Let's say there are 600 games in an NBA season, and a competition among individuals to correctly forecast the winners of the games. The forecasts are not expressed probabilistically but simply in terms of raw outcomes (e.g. "Bulls will beat Spurs in Round 1").
Person A forecasts the winner in 450 games (75% correct), while Person B forecasts the winner in 400 (66% correct).
I'm interested in placing some kind of confidence interval around that 450, with a view to quantifying the distinction between Person A and Person B and establishing whether we have good grounds for saying Person A is more skilled than Person B (and Person C, and others not mentioned), or merely more lucky. I'm ultimately interested in putting all the people on a chart with some sort of confidence interval (or maybe credible interval) around each person.
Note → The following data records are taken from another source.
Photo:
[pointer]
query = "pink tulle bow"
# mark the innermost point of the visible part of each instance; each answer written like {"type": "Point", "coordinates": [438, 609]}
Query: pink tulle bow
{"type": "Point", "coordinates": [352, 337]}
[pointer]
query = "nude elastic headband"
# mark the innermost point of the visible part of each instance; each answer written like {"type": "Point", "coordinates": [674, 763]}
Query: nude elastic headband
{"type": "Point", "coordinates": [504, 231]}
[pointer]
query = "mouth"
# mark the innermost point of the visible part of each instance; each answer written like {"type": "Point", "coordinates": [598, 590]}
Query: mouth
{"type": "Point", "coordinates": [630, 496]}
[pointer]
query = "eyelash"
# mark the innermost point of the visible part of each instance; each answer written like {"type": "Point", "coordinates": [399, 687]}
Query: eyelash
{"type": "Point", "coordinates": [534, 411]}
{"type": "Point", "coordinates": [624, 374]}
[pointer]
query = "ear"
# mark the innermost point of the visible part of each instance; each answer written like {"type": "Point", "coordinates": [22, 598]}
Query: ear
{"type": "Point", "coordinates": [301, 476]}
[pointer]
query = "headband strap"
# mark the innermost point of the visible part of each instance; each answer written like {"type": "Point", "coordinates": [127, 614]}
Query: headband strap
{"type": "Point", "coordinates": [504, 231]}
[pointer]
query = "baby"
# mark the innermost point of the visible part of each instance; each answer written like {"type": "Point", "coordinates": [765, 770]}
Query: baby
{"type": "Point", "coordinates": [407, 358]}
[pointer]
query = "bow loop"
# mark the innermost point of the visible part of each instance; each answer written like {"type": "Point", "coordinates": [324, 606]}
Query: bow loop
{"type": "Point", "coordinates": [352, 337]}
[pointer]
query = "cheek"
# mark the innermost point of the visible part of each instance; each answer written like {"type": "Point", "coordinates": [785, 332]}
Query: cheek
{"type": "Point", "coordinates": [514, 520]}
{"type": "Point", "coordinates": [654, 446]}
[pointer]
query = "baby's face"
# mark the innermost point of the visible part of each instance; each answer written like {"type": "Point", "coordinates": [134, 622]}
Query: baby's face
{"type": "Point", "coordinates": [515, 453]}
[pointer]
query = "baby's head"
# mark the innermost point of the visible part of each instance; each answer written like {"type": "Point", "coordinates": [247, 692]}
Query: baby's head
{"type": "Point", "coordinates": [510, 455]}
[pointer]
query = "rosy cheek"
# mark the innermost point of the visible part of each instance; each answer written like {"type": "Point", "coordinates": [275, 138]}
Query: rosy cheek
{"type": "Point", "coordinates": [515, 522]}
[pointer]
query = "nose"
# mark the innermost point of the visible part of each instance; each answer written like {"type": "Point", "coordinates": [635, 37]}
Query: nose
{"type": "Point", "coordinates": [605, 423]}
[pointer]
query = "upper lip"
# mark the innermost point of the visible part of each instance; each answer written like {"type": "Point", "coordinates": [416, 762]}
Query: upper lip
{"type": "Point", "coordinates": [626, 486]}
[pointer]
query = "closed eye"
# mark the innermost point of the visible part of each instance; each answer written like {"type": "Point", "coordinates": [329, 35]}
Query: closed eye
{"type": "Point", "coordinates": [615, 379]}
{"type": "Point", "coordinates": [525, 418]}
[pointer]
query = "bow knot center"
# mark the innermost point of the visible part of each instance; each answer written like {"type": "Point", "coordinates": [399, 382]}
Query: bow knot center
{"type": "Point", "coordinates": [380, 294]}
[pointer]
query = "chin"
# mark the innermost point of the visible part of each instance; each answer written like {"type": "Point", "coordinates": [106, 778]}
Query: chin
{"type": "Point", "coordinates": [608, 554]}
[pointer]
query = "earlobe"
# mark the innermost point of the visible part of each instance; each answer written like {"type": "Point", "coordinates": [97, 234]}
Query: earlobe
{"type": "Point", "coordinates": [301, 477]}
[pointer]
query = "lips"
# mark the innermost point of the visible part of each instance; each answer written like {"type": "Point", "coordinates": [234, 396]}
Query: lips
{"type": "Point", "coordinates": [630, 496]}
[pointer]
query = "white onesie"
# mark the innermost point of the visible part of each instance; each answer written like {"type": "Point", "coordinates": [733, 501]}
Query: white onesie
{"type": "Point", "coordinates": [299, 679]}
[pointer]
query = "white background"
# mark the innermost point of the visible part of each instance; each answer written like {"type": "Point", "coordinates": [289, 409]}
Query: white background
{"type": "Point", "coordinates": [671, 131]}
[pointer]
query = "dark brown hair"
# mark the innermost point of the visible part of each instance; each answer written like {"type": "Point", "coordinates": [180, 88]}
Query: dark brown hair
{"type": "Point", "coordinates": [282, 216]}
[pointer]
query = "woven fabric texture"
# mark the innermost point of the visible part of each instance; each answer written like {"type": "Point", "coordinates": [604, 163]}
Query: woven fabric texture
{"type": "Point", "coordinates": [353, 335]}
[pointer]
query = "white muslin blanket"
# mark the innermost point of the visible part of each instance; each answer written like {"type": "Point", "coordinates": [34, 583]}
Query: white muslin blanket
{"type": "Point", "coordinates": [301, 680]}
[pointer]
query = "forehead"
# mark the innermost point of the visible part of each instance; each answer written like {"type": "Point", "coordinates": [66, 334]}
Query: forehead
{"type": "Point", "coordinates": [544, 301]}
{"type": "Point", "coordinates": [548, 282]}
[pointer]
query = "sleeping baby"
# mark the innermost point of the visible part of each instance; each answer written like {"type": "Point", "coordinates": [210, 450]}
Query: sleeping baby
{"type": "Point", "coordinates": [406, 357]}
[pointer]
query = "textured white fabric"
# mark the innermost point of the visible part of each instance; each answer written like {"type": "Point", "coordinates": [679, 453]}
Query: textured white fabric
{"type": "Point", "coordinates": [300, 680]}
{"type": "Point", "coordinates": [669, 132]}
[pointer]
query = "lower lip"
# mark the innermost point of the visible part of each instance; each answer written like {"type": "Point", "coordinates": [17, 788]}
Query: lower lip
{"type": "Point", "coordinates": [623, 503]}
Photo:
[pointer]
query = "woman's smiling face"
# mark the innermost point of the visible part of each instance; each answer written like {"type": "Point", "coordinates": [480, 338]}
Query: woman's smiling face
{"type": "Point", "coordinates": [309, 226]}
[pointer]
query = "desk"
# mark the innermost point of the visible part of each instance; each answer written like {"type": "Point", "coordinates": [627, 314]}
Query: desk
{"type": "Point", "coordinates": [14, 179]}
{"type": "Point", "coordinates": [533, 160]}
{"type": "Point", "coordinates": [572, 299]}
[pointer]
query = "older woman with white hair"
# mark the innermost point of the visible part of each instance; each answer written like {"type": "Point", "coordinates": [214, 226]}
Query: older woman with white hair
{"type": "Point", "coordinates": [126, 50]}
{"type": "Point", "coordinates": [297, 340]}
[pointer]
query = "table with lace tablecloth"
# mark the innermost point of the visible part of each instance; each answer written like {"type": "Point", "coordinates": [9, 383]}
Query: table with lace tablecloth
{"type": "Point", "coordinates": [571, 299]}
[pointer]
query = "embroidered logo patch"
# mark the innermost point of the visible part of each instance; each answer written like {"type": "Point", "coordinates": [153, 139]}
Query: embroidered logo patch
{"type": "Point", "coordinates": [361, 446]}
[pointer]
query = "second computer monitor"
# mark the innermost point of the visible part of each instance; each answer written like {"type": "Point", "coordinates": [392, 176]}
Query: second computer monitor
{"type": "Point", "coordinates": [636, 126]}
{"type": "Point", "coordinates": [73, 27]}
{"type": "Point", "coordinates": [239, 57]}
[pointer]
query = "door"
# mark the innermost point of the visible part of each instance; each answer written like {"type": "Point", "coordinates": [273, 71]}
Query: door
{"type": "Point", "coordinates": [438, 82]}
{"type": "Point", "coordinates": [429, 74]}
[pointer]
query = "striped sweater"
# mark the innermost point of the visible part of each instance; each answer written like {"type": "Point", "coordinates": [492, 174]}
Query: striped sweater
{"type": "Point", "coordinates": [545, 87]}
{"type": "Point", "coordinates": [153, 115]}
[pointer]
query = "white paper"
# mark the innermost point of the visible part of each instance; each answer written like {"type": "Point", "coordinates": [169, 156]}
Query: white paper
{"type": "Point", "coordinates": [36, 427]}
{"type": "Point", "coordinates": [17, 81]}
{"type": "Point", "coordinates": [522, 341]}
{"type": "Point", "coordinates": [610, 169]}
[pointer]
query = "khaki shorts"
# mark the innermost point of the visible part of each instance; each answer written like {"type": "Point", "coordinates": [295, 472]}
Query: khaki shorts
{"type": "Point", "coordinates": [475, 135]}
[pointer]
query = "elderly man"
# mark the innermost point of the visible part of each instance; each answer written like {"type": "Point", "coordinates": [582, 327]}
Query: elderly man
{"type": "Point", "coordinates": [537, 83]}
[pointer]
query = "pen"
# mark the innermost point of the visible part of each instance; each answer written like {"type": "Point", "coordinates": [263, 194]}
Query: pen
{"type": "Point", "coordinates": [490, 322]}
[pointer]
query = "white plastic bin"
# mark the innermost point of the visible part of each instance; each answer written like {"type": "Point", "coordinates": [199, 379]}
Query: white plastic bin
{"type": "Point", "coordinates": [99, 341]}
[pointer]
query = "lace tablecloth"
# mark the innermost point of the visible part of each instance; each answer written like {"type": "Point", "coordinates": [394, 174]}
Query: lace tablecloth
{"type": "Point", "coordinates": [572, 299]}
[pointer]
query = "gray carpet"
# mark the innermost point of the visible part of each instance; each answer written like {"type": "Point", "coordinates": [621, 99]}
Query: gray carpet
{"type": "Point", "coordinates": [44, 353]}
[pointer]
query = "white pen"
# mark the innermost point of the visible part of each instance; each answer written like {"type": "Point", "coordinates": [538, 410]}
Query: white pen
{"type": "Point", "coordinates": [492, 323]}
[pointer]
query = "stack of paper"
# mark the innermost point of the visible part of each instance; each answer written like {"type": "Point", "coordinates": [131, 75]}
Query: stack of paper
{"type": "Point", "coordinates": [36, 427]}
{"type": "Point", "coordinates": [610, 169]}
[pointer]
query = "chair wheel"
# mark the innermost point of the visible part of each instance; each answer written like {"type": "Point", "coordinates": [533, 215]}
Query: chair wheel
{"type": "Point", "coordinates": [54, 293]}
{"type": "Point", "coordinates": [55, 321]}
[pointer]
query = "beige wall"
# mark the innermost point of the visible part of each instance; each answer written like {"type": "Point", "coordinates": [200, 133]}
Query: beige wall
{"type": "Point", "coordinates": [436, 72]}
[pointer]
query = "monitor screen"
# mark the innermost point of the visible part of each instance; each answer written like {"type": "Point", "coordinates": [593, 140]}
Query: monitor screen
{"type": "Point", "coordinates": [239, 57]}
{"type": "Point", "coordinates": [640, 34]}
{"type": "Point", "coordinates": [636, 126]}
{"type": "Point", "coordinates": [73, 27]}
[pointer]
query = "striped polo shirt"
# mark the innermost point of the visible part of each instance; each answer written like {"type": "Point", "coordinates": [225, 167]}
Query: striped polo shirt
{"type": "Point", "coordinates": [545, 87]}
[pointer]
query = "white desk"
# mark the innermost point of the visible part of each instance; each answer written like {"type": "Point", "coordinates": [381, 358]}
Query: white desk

I'm unsure how to proceed in relation to this. However, I will briefly explain an answer that occurred to me, after I found the search term binomial proportion confidence interval. As I understand from that Wikipedia page and from another answer, the normal approximation CI for a proportion is
$\hat{p} \pm z \times \sqrt \frac{\hat{p}(1-\hat{p})}{n}$
So, I thought the right way forward might be to go
$0.75 \pm 1.96 \times \sqrt \frac{0.75(1-0.75)}{600}$
$= 0.75 \pm 1.96 \times \sqrt \frac{0.1875}{600}$
$= 0.75 \pm 1.96 \times \sqrt {0.0003125}$
$= 0.75 \pm 1.96 \times 0.0177$
$= 0.75 \pm 0.034692$
Thus meaning we can place a confidence interval (0.715308, 0.784692) around Person A's proportion correct, which was 0.75. This confidence interval excludes Person B's proportion correct, which was 0.66.
Then we could scale things up to the sum correct by multiplying by 600, thus getting a confidence interval (429.1848,470.8152) around Person A's raw score of 450.
Is this a sensible way to proceed? Should I be approaching the issue using bootstrapping, or using some other method?
There's a further potential complication which is that Person A and Person B (and others) have been playing this game for many years, and thus I've accumulated yearly totals for them that span across multiple years. I'm unsure if I should be considering some sort of 'rolling' confidence interval over the years, or treating each year as separate.